To address these challenges, Awuah started the institution of higher learning to develop young African leaders.

“Every society must be very intentional about educating its leaders … so this is what I’m doing now. I’m trying to bring the experience I had at Swarthmore to Africa. What Ashesi University is trying to do, is to train a new generation of ethical, entrepreneurial leaders. We’re trying to train leaders of exceptional integrity, who have the ability to confront the complex problems, ask the right questions, and come up with workable solutions.”
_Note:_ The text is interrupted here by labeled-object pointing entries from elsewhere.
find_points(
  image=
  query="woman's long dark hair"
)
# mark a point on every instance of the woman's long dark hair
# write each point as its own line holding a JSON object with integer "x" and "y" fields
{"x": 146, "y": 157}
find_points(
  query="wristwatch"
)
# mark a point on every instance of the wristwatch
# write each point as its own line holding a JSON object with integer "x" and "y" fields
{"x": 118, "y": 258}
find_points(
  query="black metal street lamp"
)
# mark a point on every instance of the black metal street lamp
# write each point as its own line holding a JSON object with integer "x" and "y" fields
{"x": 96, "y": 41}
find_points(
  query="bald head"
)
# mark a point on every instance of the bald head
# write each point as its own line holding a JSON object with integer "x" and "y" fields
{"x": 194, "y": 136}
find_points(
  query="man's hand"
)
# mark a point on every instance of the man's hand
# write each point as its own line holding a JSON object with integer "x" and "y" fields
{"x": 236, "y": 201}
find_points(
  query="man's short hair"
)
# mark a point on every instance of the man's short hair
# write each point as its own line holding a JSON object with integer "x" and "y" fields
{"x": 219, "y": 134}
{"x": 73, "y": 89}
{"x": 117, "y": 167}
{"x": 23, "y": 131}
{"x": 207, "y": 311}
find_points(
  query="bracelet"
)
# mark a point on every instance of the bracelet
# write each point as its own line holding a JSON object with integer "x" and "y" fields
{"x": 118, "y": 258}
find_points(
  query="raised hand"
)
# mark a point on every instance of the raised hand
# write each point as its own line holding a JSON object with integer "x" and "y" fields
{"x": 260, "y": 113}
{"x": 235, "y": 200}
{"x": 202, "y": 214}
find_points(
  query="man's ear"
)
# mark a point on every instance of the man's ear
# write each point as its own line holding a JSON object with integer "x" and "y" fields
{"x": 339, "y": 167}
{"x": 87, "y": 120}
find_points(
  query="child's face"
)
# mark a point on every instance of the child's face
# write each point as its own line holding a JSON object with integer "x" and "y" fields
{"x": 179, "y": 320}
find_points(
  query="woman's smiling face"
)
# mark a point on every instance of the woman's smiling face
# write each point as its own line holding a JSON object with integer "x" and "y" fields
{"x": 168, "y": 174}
Ashesi, which started with 30 students in 2002 in a rented building, now seats on a 100-acre land in Aburi, outside of the Ghana’s capital, Accra with over 500 students. The academic curriculum is a blend of Liberal arts and Sciences. “we’re going to educate computer science students who’ve also done philosophy, and leadership, and ethics … we’re going to educate business majors who’ve studied literature and have also done computer programming because we think that broad perspectives are important,” an optimistic founder told the audience at the TEDEx talk.

What is different at Ashesi University? It is the Honor Code. Students pledge, to be honest, and to hold each other accountable. They take ownership of their ethical posture on campus.

“This is a huge break from the norm in most African universities, where corrupt practices run free,” Awuah says. “While the Honor Code may constitute a reach for a perfect society, which is unachievable, we cannot achieve perfection, but if we reach for it, we can achieve excellence.”

There are many Patrick Awuah’s out there. They need to come back to Africa and forge the path that others can follow which will consequently transform the continent and contribute to the positive narrative that is slowly growing.